Music Labels Cast Worrying Eye on Video Sharing Sites; Rev Share Deals Possible

The worry from music labels is on two fronts: one is that music videos are being uploaded on sites like YouTube, Google Video, MySpace Video and others, as this Billboard story highlighted earlier month. Then a rather alarmist story in WSJ today about the background music being used in lip-syncing/mashup videos users upload to these sites.
In the first case, RIAA recently issued cease-and-desist letters to YouTube users sharing videos from the likes of Nelly Furtado, Beyonce and Rihanna, which it readily adhered to. Music videos are growing as a revenue stream for the labels: The RIAA estimates that sales of music videos topped $3.7 million in three months, after being introduced in October. Meanwhile, the major labels also are sharing in the profits of ad-supported video-on-demand offerings from AOL, Yahoo, Music Choice and others.

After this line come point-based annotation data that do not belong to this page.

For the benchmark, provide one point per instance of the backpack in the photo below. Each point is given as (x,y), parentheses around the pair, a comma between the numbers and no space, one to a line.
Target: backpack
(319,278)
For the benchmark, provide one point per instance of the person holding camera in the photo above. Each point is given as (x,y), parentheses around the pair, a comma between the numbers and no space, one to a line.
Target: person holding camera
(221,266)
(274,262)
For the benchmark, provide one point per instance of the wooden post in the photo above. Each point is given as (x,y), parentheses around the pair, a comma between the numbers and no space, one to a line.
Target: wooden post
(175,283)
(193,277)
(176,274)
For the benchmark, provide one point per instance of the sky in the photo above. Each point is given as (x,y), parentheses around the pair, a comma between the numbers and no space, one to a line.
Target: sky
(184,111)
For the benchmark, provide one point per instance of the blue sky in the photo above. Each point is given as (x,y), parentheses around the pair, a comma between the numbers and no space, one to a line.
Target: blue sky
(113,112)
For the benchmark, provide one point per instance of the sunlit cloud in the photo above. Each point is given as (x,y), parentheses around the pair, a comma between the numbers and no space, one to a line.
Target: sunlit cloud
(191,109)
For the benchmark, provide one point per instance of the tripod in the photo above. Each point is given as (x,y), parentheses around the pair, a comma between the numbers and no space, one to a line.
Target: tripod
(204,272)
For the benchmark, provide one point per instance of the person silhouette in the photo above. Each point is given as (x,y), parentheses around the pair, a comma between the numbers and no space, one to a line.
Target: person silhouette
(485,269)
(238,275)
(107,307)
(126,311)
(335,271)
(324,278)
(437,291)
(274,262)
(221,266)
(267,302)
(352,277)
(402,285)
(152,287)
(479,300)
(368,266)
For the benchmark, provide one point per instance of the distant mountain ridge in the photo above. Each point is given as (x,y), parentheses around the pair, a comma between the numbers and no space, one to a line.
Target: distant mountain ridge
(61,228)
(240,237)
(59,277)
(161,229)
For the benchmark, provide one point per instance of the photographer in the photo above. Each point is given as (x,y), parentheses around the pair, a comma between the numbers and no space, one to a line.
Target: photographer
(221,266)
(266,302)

In the second case, it is about amateurs lip syncing to music by the Backstreet Boys, Nsync and other pop artists. For now, lawsuits have not yet been raised as a serious prospect by the music industry, as these most of these sharing sites themselves are not making any money, or showing ads in these videos.
Also, both Warner Music Group and Universal Music are exploring a variety of possibilities with YouTube and others, including sharing any revenue from ads displayed when their songs are playing. YouTube and other video sites have recently entered negotiations with BMI and ASCAP, which collect royalties on behalf of songwriters when their music is played in public or broadcast.
Another video sharing service Grouper is in discussions with music companies about promotional relationships that will allow its users to legally use tunes as soundtracks in their videos.